Un bon spectacle artafricaniste qui pourrait s’intituler:«Vise ma blessure», nous a également été offert le vendredi 11 fevrièr par trois personnes définies comme «artistes femmes africaines». Ainsi nous avons eu sur la même scène Tracey Rose, Ingrid Mwangi et Zineb Sedira. Le débat était présidé par une autre femme –une curator africaine , Gilane Tawadros et fut commenté par le curator helvérique S. Njami qui qualifia les trois artistes de «the girls»ce qui lui valut la protestation houspilleuse de T. Rose. J’ignore la logique du casting qui a autorisé les programmateurs des séminaires à présenter Rose, Mwangi et Sedira ensemble, mais ce n’est sûrement pas un hasard. En effet ce choix convenait à l’esprit du thème de la rencontre « Art et Identité » d’autant plus que les trois artistes retenues se prêtèrent efficacement à l’exercise attendu : Exhiber les blessures les plus complexes de la modernité.Car lorsque vous êtes identifiés comme africain, femme et artiste, vous vous trouvez pris dans trois pièges confortables. Le premier concerne la désignation d’«africain» qui vous assigne une blessure précieuse aussi large que la réalité coloniale. Si vous ne voulez pas porter la blessure coloniale africaine par ce que, vous personnellement, n’avez pas expérimenté la colonisation, vous pouvez alors emprunter l’expérience de vos proches. Ainsi Z.Sedira, artiste française, née en France de parents algériens, nous invite dans sa famille pour exhiber sa blessure de guerre coloniale par parents interposés. Si vous parvenez à déjouer ce premier piège vous aurez besoin d’une grande ruse pour échapper au second, celui de la blessure « féministique ». Etre une «femme artiste»est un acte héroïque dans un monde de l’Art contrôlé par les hommes. Etre femme artiste n’est pas seulement une autre précieuse blessure à montrer, mais c’est aussi une blessure qu’on ne peut pas cacher.Un fardeau que toute femme (ou tout homme)ne peut esquiver. Est ce suffisant pour inciter les femmes à faire de l’art une pratique martiale, voire de la boxe comme le fait T.Rose ?
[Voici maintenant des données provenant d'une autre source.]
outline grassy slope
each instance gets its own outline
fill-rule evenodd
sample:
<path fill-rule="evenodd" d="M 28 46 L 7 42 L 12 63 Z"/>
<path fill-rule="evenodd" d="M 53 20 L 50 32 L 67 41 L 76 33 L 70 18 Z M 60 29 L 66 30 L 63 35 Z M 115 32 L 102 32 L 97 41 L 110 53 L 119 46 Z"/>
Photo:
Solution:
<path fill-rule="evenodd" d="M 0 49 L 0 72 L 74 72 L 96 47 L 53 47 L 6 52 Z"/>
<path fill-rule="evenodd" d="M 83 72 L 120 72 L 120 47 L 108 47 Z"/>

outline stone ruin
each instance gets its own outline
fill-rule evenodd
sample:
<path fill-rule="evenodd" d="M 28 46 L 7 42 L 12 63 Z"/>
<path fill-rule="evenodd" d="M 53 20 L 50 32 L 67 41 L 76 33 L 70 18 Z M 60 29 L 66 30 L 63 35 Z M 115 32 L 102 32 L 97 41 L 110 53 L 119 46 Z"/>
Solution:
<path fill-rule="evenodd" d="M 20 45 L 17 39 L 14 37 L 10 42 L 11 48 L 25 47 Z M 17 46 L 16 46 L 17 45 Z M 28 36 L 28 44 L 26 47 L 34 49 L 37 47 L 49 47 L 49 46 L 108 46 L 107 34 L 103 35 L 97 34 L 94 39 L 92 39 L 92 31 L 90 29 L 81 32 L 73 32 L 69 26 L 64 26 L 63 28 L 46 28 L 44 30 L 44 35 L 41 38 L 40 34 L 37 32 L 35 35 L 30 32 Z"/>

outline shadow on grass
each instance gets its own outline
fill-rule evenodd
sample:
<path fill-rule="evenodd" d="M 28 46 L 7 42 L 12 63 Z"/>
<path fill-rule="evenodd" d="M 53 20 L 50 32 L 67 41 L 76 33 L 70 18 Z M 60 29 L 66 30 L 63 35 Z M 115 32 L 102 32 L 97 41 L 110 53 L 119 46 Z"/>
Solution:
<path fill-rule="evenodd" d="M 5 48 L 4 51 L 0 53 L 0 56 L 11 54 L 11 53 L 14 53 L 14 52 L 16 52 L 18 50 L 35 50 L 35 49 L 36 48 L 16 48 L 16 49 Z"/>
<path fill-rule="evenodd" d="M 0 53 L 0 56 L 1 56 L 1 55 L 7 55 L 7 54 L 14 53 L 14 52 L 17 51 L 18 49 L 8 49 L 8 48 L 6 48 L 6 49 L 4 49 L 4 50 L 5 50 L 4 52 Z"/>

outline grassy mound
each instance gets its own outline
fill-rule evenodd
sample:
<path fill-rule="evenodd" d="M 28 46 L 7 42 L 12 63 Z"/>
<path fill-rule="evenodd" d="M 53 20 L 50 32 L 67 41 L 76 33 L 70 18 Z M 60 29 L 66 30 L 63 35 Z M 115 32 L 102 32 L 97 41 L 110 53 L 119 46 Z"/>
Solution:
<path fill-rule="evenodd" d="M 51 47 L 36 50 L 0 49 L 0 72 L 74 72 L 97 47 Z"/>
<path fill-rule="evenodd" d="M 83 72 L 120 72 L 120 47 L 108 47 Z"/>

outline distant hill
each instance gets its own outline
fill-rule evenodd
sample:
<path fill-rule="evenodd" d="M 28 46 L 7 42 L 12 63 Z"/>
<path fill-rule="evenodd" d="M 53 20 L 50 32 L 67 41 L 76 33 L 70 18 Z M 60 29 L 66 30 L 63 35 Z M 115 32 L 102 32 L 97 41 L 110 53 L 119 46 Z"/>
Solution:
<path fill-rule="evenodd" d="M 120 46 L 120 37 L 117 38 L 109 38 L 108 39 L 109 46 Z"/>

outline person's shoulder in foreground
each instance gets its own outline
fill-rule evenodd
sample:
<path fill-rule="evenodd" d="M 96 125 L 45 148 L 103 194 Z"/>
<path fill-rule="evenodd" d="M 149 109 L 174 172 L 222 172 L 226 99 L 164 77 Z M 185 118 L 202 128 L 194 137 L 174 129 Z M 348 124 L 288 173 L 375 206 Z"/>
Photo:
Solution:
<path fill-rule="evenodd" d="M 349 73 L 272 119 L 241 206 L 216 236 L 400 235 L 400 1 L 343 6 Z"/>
Le troisième piège qui guette les femmes artistes, les femmes le partagent avec les« hommes artistes» qui, pourtant,se font appeler «artistes»tout court.Il s’agit du fait même d’être désigné comme «artiste».Aujourd’hui,être identifié comme artiste par les professionnels de l’art plonge l’artiste dans un dilemme embarrassant entre l’artiste qu’il souhaite être et l’artiste auquel on l’assigne à être, selon les catégories disponibles dans les projets des mécènes. Dans cette confusion, certains penchent à gauche comme d’autres penchent à droite mais peu osent négocier avec des puissants curators qui sont,en effet, de petits dieux.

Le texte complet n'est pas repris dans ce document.